The Energy Department’s Savannah River site is making up for lost time.
For the last decade, the sites technology infrastructure was neglected as DoE decided in the 1990s to close the national lab.
Savannah River has since received a reprieve, but now it must improve its IT network to meet employees’ needs.
“We need to continue the path toward mobility,” said Phil Cirrulli, the chief information officer for the managing and operations contractor of the Savannah River site. “It’s been a challenge to find the money in an environment now where the country doesn’t have money and it translates down to you having less money. But mobility is very important because we have to make sure people can travel around the site and do same amount of work whether they are at their desk or not.”
Cirrulli, who is one of three CIOs at the national lab, is responsible for much of the IT infrastructure. He answers directly to Lewann Belton, the Energy Department’s career employee CIO at the site.
The development of the infrastructure to run mobile hardware and software isn’t just a matter of putting up a few WiFi modems. Cirrulli says the Savannah River site is 310 square miles, 90 percent of which is not developed and includes tall Pine trees and other rugged terrain features.

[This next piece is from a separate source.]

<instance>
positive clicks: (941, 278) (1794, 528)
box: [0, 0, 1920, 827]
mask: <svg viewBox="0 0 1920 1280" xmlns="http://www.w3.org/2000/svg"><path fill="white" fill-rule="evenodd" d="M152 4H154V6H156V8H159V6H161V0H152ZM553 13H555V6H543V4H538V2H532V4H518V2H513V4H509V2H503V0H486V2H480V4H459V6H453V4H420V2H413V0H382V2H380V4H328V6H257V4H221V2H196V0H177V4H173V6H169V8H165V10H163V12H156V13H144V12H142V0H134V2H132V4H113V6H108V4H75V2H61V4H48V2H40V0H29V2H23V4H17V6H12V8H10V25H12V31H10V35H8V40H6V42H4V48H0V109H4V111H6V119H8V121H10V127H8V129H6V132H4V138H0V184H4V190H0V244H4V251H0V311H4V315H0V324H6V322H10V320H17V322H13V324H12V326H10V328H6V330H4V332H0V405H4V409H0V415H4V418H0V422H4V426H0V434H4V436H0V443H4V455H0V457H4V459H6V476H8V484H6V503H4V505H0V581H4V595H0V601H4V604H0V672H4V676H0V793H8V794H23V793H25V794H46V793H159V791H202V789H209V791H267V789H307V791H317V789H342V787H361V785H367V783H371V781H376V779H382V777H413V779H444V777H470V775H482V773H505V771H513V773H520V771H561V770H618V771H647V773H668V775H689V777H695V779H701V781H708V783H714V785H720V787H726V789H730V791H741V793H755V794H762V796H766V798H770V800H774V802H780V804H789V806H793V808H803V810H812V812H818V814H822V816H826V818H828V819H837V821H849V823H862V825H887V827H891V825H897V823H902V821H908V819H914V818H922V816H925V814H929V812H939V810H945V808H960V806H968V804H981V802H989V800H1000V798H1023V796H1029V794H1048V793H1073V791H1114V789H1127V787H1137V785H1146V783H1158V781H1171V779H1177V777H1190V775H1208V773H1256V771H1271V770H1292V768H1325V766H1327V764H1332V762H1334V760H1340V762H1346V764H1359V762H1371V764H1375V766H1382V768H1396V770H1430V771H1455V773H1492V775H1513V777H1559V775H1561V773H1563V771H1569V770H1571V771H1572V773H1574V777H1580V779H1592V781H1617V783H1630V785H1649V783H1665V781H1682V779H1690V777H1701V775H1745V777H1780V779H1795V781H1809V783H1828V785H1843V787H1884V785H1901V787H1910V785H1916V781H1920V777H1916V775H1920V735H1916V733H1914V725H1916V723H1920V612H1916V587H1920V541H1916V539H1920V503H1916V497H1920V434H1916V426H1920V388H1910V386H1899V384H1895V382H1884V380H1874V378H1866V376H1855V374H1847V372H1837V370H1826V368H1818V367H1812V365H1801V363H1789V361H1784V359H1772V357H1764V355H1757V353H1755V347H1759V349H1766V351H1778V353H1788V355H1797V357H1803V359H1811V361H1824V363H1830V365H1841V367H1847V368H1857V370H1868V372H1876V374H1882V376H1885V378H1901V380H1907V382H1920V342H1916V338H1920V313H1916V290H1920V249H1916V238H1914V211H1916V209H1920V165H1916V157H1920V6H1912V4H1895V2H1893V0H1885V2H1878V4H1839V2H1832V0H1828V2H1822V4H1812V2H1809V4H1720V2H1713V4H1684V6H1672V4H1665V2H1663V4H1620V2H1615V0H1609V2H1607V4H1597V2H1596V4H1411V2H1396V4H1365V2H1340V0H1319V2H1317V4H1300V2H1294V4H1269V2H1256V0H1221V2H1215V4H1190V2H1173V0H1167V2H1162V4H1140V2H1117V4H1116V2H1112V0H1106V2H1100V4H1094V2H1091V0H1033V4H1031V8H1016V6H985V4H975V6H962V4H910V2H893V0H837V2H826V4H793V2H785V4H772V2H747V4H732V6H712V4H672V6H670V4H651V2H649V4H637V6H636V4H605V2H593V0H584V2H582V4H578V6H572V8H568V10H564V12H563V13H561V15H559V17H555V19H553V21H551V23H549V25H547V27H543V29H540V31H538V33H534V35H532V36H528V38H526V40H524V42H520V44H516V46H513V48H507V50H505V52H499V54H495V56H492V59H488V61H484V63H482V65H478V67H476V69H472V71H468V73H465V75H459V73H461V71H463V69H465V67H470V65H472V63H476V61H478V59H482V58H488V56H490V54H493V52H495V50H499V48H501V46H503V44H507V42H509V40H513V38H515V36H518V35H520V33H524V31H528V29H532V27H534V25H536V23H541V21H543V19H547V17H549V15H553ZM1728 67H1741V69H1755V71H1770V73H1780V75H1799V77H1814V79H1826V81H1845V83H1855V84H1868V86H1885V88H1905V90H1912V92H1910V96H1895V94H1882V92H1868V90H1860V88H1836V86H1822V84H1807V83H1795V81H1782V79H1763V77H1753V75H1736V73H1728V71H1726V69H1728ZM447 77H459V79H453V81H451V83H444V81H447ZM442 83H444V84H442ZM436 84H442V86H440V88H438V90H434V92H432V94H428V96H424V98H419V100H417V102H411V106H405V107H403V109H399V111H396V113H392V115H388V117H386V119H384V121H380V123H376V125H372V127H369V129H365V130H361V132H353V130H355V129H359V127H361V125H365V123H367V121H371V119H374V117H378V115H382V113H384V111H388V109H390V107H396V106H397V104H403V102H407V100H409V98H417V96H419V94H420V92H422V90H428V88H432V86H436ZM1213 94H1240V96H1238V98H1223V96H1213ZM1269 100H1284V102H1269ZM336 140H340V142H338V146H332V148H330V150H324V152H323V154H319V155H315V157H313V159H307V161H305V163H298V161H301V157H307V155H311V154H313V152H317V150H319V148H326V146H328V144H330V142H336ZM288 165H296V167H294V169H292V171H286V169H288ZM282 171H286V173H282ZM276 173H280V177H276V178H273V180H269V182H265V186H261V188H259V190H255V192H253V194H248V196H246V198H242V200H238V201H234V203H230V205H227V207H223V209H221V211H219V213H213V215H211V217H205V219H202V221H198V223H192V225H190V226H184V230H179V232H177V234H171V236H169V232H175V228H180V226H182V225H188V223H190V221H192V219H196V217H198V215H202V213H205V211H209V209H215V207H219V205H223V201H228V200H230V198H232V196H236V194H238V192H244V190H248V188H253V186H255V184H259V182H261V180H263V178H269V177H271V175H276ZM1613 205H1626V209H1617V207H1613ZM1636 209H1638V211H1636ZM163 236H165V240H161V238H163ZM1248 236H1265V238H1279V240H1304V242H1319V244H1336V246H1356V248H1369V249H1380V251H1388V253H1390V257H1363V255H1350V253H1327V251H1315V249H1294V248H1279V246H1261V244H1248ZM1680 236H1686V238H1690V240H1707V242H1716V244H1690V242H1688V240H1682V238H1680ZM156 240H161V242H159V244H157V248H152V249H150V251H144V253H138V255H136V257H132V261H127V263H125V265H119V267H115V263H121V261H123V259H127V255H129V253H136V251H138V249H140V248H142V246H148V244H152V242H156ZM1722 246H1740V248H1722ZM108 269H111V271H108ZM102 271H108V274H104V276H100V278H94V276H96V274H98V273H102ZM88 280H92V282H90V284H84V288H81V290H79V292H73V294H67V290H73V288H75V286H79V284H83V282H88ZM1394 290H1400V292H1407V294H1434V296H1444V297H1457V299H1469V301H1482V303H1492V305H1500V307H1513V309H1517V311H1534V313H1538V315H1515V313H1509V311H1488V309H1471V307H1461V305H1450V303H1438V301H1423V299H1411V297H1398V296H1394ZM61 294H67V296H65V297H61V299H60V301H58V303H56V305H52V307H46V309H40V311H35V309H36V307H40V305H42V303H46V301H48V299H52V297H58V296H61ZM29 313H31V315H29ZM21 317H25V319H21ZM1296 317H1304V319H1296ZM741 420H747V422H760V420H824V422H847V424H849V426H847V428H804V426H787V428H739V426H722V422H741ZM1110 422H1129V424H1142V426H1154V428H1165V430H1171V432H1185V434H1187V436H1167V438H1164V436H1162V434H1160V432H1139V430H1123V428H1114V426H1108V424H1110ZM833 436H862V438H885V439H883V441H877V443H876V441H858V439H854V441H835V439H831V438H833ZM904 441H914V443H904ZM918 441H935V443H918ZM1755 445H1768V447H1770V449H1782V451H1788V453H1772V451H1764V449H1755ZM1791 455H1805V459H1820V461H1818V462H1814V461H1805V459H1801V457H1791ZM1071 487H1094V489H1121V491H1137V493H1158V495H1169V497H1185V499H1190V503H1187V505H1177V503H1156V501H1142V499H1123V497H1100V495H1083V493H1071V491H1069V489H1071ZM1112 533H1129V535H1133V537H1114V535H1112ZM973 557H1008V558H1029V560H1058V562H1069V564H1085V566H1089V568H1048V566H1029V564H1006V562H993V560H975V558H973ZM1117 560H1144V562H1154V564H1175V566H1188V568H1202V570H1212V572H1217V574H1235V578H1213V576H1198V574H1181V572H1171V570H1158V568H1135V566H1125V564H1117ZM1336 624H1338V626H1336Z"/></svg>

“You have to think about how you get coverage across the site,” he said. “Verizon is our partner and they don’t want to put up towers everywhere. So we are using WiMax, which is a line of site technology. We are mounting access points on poles across the site and that lets us get coverage of one-fourth to one-third of a mile. The next phase getting those access points to be available in buildings and then to the employee on the move.”
Eventually, Cirrulli said the network will run WiFi, video conferencing, iPads, iPhones and other mobile devices.
“We are embarking on a pilot to see how we can provide tools our employees so they can get to their information anywhere, anytime and through any device,” he said.
Cirrulli said under the pilot, employees receive government furnished iPhones, iPads, and other smartphone or tablet devices. They can access calendar, contacts and email, and some applications data, but none of the information is stored on the device.
Savannah also is letting employees connect their own devices to the network through a virtual private network.
Cirrulli said he’s doing all of this without new money. Instead, he’s renegotiating existing contracts for hardware, software and services, and using some of the savings to pay for new capabilities.